As readers and writers we see an endless series of tropes, both in the pieces that we create and the ones we consume. Some are used in interesting, innovative ways, some are hopelessly overdone, and some simply make the reader cringe and move on. Some tropes like love triangles or “chosen one” protagonists have become so common, however, that we fail to immediately recognize them as such. The trope that I find most interesting, is often dubbed the “dead mom” trope, which is especially common in children’s and young adult fiction. It usually involves a main character whose mother dies before the start of the story, and the death is used as a cheap way to force characterization and automatically make the reader empathize with the protagonist. There is rarely any development of the mother, and to their children, they are remembered in a perpetually positive, semi-detached manner.
There are several variations on this theme, but they all center around a complete lack of development of characters' relationships with their mothers. And it is everywhere. From Emma to To Kill a Mockingbird to A Series of Unfortunate Events, there is an exceptional number of novels, plays, poems and stories where the characters are somehow, although usually minimally, impacted by the death or disappearance of their mother. They are mentioned casually, with little emotion, to evoke a response in either the reader or another character of pity or compassion. The deaths are used as a tool to shape a character, and they rarely enter the central storyline. Mothers are often lost in a childhood not occuring in the story so that their death can be used for backstory, but an author doesn’t have to deal with the vast emotional fallout. Unless books actively center around grief and the dying process, it is relatively rare that a character’s mother will die during the book, particularly if the character is close with them. Exceptions to this rule, like Divergent, use the deaths to increase character’s intrinsic motivation to exact revenge, or similar actions. There is little developed relationship for the character or the reader to mourn, which allows us to move on quickly with the character and believe them to be inherently stronger and mature.

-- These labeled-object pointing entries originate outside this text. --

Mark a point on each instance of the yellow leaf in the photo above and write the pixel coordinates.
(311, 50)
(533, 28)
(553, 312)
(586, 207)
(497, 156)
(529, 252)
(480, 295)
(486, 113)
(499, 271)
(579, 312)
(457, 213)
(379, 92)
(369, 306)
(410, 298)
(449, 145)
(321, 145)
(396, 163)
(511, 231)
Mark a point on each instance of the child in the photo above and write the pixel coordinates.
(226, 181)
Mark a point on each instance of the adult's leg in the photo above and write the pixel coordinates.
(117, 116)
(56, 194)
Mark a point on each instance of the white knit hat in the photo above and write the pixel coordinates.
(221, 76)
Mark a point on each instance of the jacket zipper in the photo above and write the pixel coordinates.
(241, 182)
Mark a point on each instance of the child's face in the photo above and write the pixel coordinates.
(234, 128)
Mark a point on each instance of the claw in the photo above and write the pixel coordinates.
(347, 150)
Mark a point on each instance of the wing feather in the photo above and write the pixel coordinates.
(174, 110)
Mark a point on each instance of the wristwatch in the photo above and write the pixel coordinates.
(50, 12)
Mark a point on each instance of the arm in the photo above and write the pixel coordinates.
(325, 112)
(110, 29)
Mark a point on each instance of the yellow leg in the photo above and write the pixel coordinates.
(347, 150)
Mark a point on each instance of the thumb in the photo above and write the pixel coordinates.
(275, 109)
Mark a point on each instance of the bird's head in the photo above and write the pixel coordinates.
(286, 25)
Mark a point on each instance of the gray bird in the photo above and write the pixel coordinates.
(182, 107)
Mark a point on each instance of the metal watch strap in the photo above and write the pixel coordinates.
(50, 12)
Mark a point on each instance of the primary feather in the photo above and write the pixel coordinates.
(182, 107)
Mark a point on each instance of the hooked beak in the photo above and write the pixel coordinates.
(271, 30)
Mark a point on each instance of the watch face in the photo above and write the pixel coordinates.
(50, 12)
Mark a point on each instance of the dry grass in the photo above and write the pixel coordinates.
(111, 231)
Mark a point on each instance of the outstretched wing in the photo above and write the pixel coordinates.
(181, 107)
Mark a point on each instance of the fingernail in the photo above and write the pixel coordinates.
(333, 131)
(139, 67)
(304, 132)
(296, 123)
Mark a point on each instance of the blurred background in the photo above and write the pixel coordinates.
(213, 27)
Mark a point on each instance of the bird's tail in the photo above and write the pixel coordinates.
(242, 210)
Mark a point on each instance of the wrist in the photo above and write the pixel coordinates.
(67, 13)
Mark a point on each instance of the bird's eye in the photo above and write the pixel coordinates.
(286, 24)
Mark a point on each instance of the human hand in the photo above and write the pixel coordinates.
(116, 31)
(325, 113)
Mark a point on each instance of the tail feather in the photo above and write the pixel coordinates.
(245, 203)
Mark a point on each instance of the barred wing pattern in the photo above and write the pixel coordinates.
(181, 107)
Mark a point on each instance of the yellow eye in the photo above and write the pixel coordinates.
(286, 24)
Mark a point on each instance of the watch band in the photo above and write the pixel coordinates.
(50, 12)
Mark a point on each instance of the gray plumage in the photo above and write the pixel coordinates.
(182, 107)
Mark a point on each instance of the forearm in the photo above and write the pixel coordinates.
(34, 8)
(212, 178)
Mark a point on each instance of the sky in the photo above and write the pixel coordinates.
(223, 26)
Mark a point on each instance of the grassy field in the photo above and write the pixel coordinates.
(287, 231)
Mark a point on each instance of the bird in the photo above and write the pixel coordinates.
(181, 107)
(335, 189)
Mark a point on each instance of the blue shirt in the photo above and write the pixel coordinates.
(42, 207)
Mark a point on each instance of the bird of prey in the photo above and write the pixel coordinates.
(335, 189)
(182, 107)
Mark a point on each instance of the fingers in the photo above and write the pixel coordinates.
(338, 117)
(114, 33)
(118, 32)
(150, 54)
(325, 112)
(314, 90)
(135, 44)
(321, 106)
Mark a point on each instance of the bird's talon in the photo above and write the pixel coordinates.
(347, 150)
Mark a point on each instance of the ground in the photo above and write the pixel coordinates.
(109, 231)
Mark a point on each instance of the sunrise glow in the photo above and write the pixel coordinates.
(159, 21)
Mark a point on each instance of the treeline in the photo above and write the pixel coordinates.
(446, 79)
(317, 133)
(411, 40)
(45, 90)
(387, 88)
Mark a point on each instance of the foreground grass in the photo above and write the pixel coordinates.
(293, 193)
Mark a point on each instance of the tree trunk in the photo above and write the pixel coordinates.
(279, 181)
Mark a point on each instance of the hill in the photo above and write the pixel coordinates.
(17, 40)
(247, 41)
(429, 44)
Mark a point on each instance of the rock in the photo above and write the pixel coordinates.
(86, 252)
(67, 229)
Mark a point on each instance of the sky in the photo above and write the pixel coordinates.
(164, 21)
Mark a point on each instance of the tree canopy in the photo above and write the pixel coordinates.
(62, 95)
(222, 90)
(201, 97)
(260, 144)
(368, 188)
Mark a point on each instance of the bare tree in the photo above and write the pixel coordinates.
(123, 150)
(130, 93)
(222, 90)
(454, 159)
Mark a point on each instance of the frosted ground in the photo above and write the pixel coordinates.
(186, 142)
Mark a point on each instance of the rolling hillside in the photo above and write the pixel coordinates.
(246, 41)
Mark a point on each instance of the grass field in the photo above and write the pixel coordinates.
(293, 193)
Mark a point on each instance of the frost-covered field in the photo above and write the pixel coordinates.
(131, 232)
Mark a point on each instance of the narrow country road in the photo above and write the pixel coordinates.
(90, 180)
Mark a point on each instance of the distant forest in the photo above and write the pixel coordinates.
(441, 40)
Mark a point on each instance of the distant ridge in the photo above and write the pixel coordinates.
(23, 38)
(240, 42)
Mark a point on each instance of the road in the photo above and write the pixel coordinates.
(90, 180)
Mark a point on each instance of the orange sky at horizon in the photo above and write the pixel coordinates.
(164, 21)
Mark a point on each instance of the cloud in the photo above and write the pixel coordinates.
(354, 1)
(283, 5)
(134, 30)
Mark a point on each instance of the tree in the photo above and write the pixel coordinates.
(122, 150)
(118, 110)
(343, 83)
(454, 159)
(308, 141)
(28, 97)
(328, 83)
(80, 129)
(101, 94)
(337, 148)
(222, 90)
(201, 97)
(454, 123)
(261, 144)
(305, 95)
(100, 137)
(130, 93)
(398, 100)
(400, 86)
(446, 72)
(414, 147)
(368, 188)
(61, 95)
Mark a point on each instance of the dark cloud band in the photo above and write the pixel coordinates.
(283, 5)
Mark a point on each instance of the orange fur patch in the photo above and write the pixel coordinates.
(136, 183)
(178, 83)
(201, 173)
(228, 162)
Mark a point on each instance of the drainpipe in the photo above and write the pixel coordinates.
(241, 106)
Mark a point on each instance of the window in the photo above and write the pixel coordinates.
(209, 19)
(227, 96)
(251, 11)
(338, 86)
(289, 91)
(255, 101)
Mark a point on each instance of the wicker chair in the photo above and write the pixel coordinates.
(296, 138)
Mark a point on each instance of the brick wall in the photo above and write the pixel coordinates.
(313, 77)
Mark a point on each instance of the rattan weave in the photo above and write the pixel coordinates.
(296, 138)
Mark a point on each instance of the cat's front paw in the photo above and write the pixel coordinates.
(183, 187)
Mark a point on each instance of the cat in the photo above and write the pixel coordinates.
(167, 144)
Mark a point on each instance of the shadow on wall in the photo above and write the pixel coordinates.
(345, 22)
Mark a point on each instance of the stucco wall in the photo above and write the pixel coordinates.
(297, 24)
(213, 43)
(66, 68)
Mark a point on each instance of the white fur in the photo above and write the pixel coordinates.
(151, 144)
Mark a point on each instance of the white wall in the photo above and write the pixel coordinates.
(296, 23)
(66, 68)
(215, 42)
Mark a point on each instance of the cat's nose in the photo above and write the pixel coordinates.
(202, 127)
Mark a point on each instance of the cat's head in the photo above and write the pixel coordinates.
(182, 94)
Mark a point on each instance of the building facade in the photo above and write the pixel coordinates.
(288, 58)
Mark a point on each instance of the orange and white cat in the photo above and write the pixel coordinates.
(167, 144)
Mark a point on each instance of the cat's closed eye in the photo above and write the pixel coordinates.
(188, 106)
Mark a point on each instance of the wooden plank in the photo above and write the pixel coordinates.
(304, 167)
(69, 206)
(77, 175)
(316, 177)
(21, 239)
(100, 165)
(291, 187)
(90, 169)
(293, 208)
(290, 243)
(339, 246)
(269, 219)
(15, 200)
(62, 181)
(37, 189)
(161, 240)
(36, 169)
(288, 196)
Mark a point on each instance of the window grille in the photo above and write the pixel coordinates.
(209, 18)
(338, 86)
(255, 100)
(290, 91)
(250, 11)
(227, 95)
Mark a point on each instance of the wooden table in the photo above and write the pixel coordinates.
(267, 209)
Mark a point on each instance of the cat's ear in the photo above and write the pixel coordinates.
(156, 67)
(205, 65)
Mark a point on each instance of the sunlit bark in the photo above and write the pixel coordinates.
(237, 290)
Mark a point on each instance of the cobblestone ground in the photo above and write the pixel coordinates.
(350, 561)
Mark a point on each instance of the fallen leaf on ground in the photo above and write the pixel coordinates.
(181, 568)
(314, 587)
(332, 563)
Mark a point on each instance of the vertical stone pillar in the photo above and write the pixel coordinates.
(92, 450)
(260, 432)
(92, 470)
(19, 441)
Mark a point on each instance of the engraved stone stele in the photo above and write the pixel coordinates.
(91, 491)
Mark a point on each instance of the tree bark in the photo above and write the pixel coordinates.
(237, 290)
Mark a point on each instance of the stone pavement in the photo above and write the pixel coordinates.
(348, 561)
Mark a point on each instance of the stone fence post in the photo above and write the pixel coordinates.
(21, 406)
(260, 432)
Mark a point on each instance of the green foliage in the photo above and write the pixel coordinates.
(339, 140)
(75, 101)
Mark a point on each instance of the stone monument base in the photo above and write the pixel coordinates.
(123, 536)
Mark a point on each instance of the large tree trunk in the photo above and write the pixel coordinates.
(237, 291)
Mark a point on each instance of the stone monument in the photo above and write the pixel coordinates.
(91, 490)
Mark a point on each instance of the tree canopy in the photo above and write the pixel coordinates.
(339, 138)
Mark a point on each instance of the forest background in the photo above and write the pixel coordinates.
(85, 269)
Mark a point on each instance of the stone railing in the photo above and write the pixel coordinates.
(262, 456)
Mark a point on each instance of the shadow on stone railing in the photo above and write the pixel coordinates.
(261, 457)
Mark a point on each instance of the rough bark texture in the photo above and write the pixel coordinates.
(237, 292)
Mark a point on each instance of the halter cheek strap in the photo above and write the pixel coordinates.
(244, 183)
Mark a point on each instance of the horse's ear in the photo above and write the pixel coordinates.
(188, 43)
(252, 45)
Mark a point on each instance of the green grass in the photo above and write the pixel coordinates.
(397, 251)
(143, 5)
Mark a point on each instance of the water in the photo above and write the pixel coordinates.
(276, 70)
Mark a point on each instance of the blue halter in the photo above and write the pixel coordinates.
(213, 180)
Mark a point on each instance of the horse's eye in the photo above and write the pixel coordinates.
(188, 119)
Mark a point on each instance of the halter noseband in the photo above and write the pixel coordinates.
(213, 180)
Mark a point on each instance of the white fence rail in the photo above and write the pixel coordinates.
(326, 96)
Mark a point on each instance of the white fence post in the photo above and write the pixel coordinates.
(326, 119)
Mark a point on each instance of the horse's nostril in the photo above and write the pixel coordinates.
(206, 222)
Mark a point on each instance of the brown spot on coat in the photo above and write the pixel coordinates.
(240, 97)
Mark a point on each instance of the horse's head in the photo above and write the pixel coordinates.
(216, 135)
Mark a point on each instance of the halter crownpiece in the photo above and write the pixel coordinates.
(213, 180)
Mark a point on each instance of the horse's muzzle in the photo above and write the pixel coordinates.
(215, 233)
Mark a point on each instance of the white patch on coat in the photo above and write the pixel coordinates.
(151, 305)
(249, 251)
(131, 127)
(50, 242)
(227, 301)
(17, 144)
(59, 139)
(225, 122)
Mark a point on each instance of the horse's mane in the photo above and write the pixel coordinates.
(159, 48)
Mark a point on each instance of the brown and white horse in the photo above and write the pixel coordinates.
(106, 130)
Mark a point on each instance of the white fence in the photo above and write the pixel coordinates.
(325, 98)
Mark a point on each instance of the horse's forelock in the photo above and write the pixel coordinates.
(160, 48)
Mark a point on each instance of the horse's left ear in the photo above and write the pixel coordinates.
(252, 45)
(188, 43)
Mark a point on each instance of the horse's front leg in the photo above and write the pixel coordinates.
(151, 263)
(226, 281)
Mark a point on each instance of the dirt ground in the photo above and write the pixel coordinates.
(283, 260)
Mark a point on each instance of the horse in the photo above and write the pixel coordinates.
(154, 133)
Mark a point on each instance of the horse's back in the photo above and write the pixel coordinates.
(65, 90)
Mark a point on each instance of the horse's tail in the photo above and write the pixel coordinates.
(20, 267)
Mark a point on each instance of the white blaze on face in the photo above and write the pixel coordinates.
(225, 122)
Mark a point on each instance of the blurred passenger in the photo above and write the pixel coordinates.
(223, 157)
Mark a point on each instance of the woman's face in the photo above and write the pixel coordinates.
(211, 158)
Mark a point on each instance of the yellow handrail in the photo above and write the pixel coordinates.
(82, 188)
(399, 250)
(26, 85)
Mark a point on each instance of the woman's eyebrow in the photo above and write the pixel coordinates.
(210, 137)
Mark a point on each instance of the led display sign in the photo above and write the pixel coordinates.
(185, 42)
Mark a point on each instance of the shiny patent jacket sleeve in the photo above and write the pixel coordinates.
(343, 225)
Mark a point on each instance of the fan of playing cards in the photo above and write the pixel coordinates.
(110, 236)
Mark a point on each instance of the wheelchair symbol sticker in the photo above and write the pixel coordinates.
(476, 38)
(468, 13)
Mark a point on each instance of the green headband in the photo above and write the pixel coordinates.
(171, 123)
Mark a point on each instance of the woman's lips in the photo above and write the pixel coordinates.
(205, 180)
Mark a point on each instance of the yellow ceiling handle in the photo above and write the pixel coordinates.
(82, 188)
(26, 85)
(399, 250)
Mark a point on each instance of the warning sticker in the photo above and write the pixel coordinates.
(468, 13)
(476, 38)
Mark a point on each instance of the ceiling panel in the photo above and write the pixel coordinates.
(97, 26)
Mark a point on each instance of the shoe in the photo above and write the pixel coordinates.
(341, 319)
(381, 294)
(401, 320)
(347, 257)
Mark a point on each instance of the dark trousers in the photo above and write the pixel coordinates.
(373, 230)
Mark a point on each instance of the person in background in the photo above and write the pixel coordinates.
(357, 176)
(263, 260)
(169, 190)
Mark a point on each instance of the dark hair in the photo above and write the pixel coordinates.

This doesn’t happen to literary fathers. Literary fathers are usually ambiguously missing or absent, but not dead. It raises the question as to why writers need to kill women to turn weak characters strong. For a lot of female characters, the loss of a mother is a way of showing the loss of a role model, often allowing them to be wilder and more self-sufficient, and as readers we are supposed to understand the reason why. For male protagonists, maternal death often leads to emotional hardening, which is just another plot point for character development. And many characters go on to seek some form of retribution for their mother, if, of course, it can help to move the plot along. Missing fathers aren’t the device that dead mothers become, and it is much rarer that the protagonist turns to violence, revenge or vengeance in their name. Perhaps it is because fathers are traditionally less involved in their children’s lives that they are given the privilege of living, because they need not interfere in the story, or we are less likely to notice. Either way, parents are taken out of the equation to allow their children to live wild, unsupervised adventures. But why is only one side allowed to live?
Women in literature, especially mothers, need to exist as more than a means to make other characters more interesting. Their deaths are usually unnecessary, and they’re also another cardinal literary sin: boring. The importance of representing death and grief, particularly in literature for younger audiences, should be and needs to be better represented. The characters we see with missing or dead parents are often written so that the reader believes this to be the only way they can be the independent, authoritative leader of their own lives. If you ask someone whose mother has actually died, it’s unlikely they will answer that that was the only way they were ever going to be free. In the real world, no one would welcome such a trade. The loss of a mother, or a parent for that matter, is a horrible experience for anyone, let alone a child or a teenager. Yet in books it is often treated less like the devastation it is, and more like a necessary step to move the plot forward. I would love to see more books that represent experiences like my own, without it becoming a typical tactic for easy character growth. The problem is that for many who haven’t lived it, these cheap tactics aren’t particularly notable. But for those who have lived it, they’re glaring. I didn’t see it until I lost my mother, and then it proceeded to become a constant running joke. Where have all the mothers gone?
This isn’t to say that all writing for children or teens has done a poor job representing maternal loss. Some books deal with the grief of losing a mother brilliantly, like A Secret Life of Bees or A Monster Calls, but it’s important to note that the grieving process is largely the focus of these books. Those characters remember their parents, or watched them die, showcasing that characters with deep relationships with their mothers, even if they are not entirely positive, make for more realistic and compelling writing. The pain and grief that is mentioned and dissected comes from the character’s love and pain, not just as a passing request for pity. This is an essential aspect to writing death well. If it’s ever happened to you, you know it doesn’t just enter your mind in passing. It eats you alive. If you’re killing your character’s mother, make sure it’s not a cheap way to try to make us care more. If I were to read it, I’d probably barely raise an eyebrow.